Monday, November 4, 2013

Far Away but Always Near

We all have gone our separate ways; we grew from children to adults. We all have them now life, families, and even some us have a working marriage. At this time in life or this time of the year I’m not sure which it is.

I find myself reflecting about the friends I grew up with and the wonderful times we had. As we passed milestones throughout our lives I find, I had the best friends anyone could ask for, and yes they are all still around me, in my thoughts, prayers and during troubled times. Grade school is just memories of long joyful days, and fun filled times of youthful fancy.

I recall the wonderful friends, that helped me get through, and of course some of the ones that may not have been so great at the time, but became friends never the less in later years. There were fights in the schoolyard, bickering in the hallways, and snide comments in the classrooms. This was the way of things when we were children, and we were growing into the people we would someday become. Right or wrong, we got punished when we did something wrong, we were taken to task in the principal’s office our parents were called, and then punishment was administered so we would not commit the same wrong doing again. Although on some children, not even this method worked, but I’m glad to say it did on me.

 My true friends were so different, we probably looked like a kaleidoscope, and they changed by a turn of the tube. Some disappeared, while others faded into the background from one year to the next. Some would always be there, just within reach whenever I needed them or they needed me. I can honestly say I was not always the best friend they could have had, nor I’m sure they did have at different times throughout our school years.

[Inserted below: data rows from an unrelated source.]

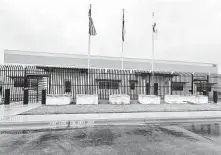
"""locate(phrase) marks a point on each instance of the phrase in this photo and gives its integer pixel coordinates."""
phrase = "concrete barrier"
(119, 99)
(180, 99)
(149, 99)
(58, 99)
(86, 99)
(174, 99)
(201, 99)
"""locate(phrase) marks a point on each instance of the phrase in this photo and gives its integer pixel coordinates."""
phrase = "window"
(33, 83)
(19, 82)
(203, 87)
(108, 85)
(132, 85)
(177, 86)
(67, 86)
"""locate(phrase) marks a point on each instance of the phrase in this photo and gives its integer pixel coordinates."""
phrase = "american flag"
(92, 30)
(123, 29)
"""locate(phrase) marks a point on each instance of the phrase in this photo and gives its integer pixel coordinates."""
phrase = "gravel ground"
(108, 108)
(121, 140)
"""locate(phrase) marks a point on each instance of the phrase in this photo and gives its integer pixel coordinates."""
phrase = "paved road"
(109, 140)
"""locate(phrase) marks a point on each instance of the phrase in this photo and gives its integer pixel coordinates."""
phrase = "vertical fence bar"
(7, 96)
(192, 84)
(25, 100)
(43, 98)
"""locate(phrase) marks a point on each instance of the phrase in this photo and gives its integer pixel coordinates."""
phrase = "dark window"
(102, 85)
(19, 82)
(177, 86)
(203, 88)
(132, 85)
(33, 83)
(108, 85)
(67, 86)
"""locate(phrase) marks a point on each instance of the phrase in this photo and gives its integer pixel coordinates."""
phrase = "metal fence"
(104, 82)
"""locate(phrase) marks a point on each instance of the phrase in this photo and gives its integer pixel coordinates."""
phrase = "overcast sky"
(188, 30)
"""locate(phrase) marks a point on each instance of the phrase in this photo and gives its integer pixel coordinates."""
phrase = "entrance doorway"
(147, 88)
(155, 88)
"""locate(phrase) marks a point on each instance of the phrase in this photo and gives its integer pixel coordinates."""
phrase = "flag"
(123, 29)
(92, 30)
(154, 24)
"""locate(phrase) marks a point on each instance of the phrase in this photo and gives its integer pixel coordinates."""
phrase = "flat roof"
(81, 61)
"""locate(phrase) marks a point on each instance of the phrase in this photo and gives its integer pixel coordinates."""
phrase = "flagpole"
(122, 56)
(152, 65)
(89, 49)
(122, 48)
(89, 54)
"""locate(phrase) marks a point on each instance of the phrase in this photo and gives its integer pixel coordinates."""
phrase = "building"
(68, 74)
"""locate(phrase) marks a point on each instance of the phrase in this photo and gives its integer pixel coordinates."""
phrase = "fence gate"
(35, 83)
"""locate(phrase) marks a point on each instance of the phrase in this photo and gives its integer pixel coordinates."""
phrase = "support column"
(192, 84)
(25, 99)
(7, 97)
(171, 89)
(207, 86)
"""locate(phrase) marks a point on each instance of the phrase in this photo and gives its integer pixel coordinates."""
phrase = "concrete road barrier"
(149, 99)
(119, 99)
(58, 99)
(179, 99)
(86, 99)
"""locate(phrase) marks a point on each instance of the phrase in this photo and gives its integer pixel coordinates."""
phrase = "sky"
(188, 30)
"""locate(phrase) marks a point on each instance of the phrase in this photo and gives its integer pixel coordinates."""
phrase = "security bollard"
(25, 99)
(7, 96)
(43, 98)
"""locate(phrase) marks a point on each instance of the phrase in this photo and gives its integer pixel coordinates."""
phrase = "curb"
(72, 124)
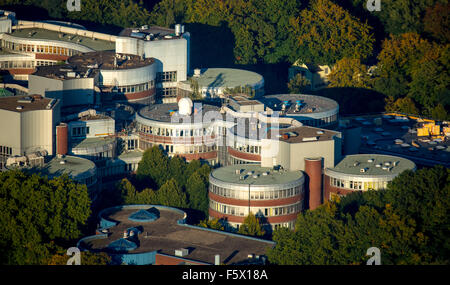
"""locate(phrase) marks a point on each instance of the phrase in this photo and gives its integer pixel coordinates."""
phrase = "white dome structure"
(185, 106)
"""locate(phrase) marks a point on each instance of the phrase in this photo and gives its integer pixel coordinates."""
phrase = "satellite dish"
(185, 106)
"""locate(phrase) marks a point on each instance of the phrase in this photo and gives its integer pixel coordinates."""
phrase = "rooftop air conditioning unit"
(181, 252)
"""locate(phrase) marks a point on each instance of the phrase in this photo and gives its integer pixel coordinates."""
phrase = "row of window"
(169, 148)
(261, 211)
(167, 132)
(167, 92)
(256, 195)
(137, 87)
(357, 185)
(5, 150)
(47, 49)
(247, 148)
(80, 131)
(168, 76)
(25, 64)
(319, 122)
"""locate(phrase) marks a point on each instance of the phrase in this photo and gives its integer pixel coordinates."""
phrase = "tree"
(251, 226)
(86, 258)
(177, 167)
(349, 72)
(197, 192)
(131, 196)
(153, 166)
(170, 194)
(437, 21)
(39, 214)
(299, 84)
(327, 33)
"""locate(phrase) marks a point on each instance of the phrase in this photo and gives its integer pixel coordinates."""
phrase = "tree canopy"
(409, 222)
(39, 215)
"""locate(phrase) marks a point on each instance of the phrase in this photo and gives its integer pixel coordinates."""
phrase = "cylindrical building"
(362, 172)
(276, 196)
(313, 170)
(62, 139)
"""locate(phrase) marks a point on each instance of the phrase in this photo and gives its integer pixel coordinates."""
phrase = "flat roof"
(61, 71)
(26, 103)
(309, 103)
(131, 154)
(155, 33)
(255, 129)
(105, 60)
(166, 236)
(73, 166)
(37, 33)
(161, 112)
(352, 164)
(227, 77)
(228, 174)
(305, 134)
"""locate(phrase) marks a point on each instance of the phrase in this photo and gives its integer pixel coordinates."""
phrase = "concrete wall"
(28, 131)
(10, 131)
(77, 91)
(291, 155)
(170, 55)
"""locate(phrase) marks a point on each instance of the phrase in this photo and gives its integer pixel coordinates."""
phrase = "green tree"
(408, 222)
(170, 194)
(299, 84)
(214, 224)
(197, 191)
(153, 166)
(177, 167)
(437, 21)
(251, 226)
(327, 33)
(86, 258)
(37, 213)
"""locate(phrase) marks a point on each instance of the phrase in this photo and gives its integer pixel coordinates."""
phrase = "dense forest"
(406, 43)
(408, 222)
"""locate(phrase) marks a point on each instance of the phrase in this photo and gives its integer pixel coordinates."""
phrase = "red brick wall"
(256, 203)
(239, 219)
(244, 155)
(313, 169)
(18, 71)
(61, 139)
(328, 189)
(51, 56)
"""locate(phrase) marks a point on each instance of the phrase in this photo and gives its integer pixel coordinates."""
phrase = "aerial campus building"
(363, 172)
(114, 96)
(159, 235)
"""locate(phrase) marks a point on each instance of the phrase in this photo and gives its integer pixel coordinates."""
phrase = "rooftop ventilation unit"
(50, 104)
(310, 139)
(26, 99)
(181, 252)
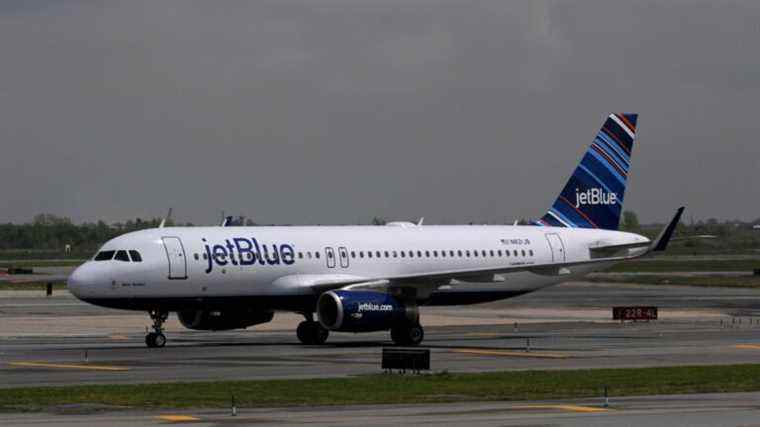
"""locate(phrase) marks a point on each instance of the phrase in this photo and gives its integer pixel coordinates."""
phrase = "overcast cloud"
(334, 111)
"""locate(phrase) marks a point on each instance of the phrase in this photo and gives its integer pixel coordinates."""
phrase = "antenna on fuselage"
(166, 218)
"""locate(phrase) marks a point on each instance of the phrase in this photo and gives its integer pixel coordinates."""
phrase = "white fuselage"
(197, 263)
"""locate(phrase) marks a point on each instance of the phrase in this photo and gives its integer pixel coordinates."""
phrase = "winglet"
(661, 243)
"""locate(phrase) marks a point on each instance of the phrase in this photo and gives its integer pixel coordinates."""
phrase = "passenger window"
(121, 256)
(136, 257)
(105, 256)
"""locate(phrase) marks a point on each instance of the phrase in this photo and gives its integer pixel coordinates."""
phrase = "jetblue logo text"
(594, 196)
(242, 251)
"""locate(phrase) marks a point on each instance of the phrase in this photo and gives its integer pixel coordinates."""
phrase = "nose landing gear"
(157, 339)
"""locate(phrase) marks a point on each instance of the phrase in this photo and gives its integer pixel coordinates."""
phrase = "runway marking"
(68, 366)
(568, 408)
(747, 346)
(178, 418)
(510, 353)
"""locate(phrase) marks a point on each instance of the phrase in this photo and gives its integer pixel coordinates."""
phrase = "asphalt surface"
(61, 341)
(737, 409)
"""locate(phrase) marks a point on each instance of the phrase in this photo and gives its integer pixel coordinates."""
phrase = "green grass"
(706, 281)
(665, 265)
(5, 286)
(42, 263)
(389, 389)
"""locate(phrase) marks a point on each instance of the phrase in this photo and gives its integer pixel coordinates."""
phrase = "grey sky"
(333, 111)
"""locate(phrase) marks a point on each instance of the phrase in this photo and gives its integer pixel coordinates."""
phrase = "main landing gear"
(310, 332)
(408, 334)
(157, 339)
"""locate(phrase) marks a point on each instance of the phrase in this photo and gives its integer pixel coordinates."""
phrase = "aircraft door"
(330, 257)
(175, 253)
(343, 253)
(557, 247)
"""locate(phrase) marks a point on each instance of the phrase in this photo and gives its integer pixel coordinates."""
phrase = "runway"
(59, 340)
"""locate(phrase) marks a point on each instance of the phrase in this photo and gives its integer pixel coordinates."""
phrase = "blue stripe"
(555, 211)
(603, 174)
(604, 162)
(610, 150)
(613, 157)
(607, 189)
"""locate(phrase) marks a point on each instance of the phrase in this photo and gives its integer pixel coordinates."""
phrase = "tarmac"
(59, 340)
(734, 409)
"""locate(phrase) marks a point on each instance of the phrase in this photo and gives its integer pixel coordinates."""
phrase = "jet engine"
(220, 320)
(363, 311)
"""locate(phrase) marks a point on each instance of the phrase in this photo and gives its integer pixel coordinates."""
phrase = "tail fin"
(593, 197)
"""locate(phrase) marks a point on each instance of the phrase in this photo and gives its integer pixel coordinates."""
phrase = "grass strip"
(389, 389)
(42, 263)
(659, 265)
(36, 286)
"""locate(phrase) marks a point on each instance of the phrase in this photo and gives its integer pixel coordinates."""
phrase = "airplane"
(370, 278)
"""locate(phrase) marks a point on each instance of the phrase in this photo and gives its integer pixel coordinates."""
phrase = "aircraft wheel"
(312, 333)
(408, 334)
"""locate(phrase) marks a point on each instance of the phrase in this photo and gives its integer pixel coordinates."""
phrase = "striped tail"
(593, 197)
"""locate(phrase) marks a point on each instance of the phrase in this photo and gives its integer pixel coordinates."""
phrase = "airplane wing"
(612, 253)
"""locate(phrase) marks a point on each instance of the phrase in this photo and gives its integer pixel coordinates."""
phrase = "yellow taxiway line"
(509, 353)
(569, 408)
(177, 418)
(68, 366)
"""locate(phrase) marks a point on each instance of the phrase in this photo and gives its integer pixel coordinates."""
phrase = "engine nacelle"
(217, 320)
(363, 311)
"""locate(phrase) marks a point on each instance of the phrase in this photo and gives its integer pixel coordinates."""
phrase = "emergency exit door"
(175, 253)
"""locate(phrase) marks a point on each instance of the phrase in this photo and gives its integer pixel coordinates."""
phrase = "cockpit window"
(121, 256)
(136, 257)
(104, 255)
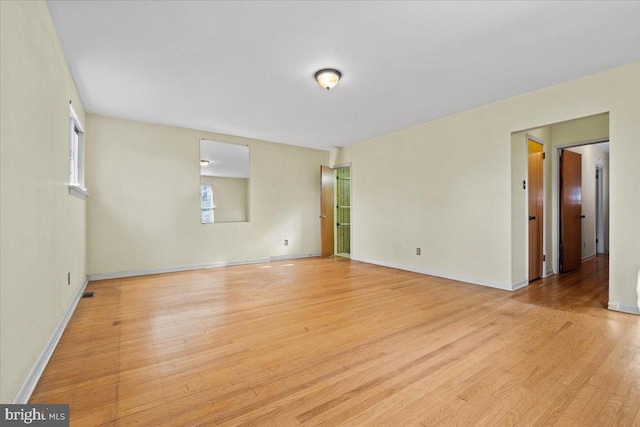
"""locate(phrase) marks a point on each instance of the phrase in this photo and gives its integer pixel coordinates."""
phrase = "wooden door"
(536, 214)
(326, 210)
(570, 211)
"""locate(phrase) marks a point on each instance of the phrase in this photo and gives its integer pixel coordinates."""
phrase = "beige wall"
(230, 197)
(42, 226)
(447, 184)
(144, 214)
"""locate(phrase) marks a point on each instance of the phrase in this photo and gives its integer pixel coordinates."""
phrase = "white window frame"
(76, 156)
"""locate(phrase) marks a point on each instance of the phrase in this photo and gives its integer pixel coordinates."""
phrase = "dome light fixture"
(327, 77)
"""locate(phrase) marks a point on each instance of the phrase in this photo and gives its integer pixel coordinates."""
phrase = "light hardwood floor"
(337, 342)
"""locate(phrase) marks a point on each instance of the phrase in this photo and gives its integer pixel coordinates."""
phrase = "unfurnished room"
(341, 213)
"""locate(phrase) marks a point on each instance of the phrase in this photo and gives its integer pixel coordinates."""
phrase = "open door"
(536, 213)
(326, 210)
(570, 211)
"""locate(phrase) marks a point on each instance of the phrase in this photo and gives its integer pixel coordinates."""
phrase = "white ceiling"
(246, 68)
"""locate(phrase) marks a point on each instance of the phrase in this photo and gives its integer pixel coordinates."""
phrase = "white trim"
(31, 380)
(147, 272)
(555, 193)
(79, 192)
(434, 273)
(519, 285)
(335, 210)
(545, 221)
(74, 116)
(624, 308)
(297, 256)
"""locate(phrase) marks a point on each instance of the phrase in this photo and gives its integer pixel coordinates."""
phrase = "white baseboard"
(435, 273)
(518, 285)
(624, 308)
(147, 272)
(285, 257)
(32, 378)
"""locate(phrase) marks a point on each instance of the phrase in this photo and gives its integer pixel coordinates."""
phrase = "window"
(76, 156)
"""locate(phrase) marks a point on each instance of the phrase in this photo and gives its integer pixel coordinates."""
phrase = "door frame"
(544, 209)
(555, 198)
(335, 213)
(599, 210)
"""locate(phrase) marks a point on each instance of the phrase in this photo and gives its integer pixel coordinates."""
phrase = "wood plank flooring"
(337, 342)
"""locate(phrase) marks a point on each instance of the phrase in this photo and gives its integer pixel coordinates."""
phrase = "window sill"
(79, 192)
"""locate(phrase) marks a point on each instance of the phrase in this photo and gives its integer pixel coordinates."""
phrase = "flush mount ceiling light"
(327, 77)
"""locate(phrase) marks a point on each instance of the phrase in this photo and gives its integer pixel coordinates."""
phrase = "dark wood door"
(570, 211)
(326, 210)
(536, 215)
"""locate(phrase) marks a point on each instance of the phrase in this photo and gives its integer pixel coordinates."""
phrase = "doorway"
(583, 171)
(335, 210)
(599, 210)
(343, 211)
(536, 207)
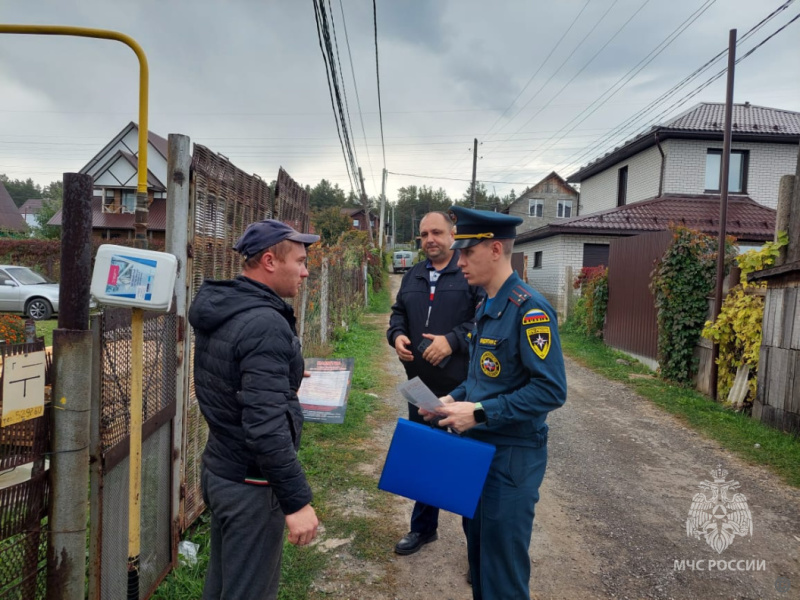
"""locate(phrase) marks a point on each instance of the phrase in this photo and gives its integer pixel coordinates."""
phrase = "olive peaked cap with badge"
(474, 226)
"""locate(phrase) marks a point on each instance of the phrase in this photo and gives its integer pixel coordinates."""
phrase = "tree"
(52, 200)
(330, 224)
(20, 190)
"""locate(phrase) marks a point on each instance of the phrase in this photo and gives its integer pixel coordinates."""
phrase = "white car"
(23, 290)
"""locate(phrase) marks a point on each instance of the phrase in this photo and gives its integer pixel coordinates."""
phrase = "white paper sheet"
(419, 394)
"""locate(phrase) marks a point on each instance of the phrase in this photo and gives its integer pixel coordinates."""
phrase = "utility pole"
(365, 204)
(383, 209)
(723, 201)
(474, 167)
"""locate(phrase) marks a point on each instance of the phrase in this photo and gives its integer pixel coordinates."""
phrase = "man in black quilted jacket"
(247, 369)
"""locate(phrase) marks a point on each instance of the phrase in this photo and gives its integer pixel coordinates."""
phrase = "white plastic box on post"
(135, 278)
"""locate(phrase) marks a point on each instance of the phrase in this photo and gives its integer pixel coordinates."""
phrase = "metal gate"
(24, 495)
(109, 451)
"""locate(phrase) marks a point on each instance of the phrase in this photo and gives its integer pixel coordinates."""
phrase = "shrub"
(12, 329)
(681, 282)
(589, 314)
(737, 330)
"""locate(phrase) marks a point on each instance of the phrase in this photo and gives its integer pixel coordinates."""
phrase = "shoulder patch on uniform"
(534, 316)
(519, 295)
(539, 339)
(490, 365)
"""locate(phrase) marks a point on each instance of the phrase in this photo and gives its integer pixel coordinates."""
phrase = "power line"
(358, 100)
(586, 64)
(330, 89)
(449, 178)
(341, 74)
(378, 77)
(630, 123)
(624, 80)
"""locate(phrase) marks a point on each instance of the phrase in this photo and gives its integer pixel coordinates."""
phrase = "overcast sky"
(246, 78)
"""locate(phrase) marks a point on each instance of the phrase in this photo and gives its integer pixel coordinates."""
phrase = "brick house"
(683, 156)
(11, 221)
(115, 172)
(555, 254)
(357, 220)
(550, 200)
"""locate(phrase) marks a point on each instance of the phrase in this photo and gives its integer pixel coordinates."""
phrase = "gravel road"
(611, 521)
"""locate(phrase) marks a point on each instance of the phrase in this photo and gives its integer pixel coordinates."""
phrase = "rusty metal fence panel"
(631, 320)
(24, 504)
(110, 452)
(292, 203)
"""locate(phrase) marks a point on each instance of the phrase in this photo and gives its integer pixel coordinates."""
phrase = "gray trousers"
(247, 527)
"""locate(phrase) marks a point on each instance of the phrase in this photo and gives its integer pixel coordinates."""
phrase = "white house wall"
(558, 253)
(121, 172)
(599, 192)
(686, 167)
(156, 163)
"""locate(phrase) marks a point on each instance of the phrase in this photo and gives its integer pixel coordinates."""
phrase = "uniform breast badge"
(539, 340)
(489, 364)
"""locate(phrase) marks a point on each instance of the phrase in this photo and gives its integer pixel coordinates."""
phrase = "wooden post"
(323, 302)
(723, 201)
(785, 193)
(793, 251)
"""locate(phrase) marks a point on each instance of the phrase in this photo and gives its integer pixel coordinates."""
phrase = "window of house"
(737, 178)
(536, 207)
(622, 186)
(108, 201)
(128, 201)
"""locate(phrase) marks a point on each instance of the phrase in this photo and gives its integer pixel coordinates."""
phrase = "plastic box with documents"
(436, 467)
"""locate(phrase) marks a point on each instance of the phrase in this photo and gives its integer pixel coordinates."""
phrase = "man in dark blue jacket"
(435, 307)
(247, 369)
(516, 377)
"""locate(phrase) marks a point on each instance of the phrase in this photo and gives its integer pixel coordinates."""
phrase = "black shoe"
(413, 541)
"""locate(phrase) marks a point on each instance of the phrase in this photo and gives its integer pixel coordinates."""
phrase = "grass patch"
(330, 455)
(735, 431)
(45, 329)
(381, 302)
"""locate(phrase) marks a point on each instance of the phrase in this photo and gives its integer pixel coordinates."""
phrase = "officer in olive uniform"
(516, 376)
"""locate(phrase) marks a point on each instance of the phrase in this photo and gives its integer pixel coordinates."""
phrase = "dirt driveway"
(612, 517)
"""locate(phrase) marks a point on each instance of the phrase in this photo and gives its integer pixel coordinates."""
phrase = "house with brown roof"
(551, 200)
(29, 209)
(115, 172)
(10, 219)
(358, 220)
(556, 253)
(684, 156)
(668, 174)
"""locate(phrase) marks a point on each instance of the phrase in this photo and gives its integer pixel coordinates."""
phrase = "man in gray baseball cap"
(248, 367)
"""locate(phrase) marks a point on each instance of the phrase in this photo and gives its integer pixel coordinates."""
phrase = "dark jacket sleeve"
(398, 321)
(457, 338)
(269, 426)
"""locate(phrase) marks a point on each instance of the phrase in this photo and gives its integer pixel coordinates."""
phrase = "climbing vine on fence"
(590, 310)
(682, 281)
(737, 330)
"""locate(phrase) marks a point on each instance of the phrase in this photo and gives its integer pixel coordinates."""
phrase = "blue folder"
(436, 467)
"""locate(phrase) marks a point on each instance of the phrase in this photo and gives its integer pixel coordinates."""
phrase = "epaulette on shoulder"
(519, 295)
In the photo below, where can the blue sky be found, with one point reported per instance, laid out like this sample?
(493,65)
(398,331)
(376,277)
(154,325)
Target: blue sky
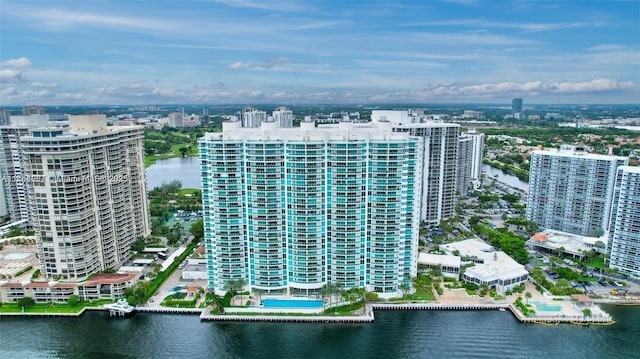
(292,52)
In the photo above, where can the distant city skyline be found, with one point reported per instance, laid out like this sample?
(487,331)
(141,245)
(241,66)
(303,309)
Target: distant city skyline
(252,52)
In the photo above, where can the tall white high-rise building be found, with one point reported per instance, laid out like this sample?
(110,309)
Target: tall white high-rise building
(623,246)
(176,119)
(440,146)
(88,188)
(252,117)
(571,190)
(15,168)
(283,117)
(470,153)
(5,117)
(294,209)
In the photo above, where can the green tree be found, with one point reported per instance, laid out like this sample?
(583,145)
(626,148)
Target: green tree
(197,230)
(218,303)
(436,270)
(26,302)
(138,245)
(14,231)
(73,300)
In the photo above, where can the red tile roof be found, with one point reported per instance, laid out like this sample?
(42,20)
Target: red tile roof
(37,285)
(109,278)
(12,285)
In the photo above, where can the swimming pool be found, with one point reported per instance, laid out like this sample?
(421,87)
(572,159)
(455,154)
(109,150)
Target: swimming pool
(291,303)
(544,307)
(16,256)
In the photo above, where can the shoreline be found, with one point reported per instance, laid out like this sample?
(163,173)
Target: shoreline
(368,317)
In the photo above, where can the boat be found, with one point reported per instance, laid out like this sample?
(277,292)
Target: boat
(121,308)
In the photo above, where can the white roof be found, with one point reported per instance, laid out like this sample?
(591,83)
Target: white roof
(142,261)
(497,264)
(572,243)
(439,259)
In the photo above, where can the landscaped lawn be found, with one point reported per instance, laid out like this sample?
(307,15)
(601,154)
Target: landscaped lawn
(175,152)
(52,308)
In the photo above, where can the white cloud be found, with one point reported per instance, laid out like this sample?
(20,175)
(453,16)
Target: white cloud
(272,5)
(596,85)
(19,63)
(10,76)
(45,85)
(523,26)
(474,38)
(261,65)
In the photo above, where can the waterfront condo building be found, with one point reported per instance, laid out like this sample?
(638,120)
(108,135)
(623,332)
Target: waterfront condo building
(439,171)
(470,153)
(88,190)
(624,229)
(252,117)
(283,117)
(14,167)
(289,210)
(571,190)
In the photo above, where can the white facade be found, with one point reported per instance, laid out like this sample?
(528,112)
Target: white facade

 For with each passing year we tended to out grow many things, we changed and so did our wants, desires, and needs. Some of my friends passed me by for others, just as I gravitated towards a different or new person that I thought would be who I wanted in my life rather than my old friends that knew me as a child.

Junior high or Middle school as it has become named, was a transitional period for all my classmates as well as myself. Some of us who had been the followers wanted to change to leaders. Others who had been leaders were ready to follow a more prominent leader. Some of us looked toward an older generation, to develop the attitude, confidence and personally we thought we wanted within ourselves. Rebellion quickly occurred against others, who wanted us to stay the same. So as we turned the pages of our book, and one chapter lead into another, so did the events in our life. The colors and shapes of our own experiences changed daily, sometimes hourly making and breaking ties to family members and friends who once had been the foundation of our lives.

 I know without doubt my world seemed to change within minutes during my ninth grade and tenth grade year, where I had just barely touched on my rebellion in Junior high, now I hit it as a large stone would hit the water in a lake. The large splash caused many ripples throughout my family and friends. I made a lot of mistakes with the choices I made, but each mistake lead me to become the person I would later be proud of. So to say I regret them, I cannot. For with each wrong friend I picked, I also selected two right friends that have stood by me throughout my years into and after adulthood. The bad friends lasted for only moments in time, but each taught me a lesson that I would always remember. I found five more of my closest friends in tenth grade. These friends as well as some of my grade school and middle school friends have kept me balanced, connected and centered to who and what I have become.

 I have made many other friends throughout my adult life, and some of them have become mainstays they have kept me grounded when I would have floated out of existence, been there for me when I needed them. All of these people along with my father and children have been the shoulders I could cry on, the people who never judged me (too harshly) and the people I can depend on when I need someone to lean on. I thank God for each and every one of them daily.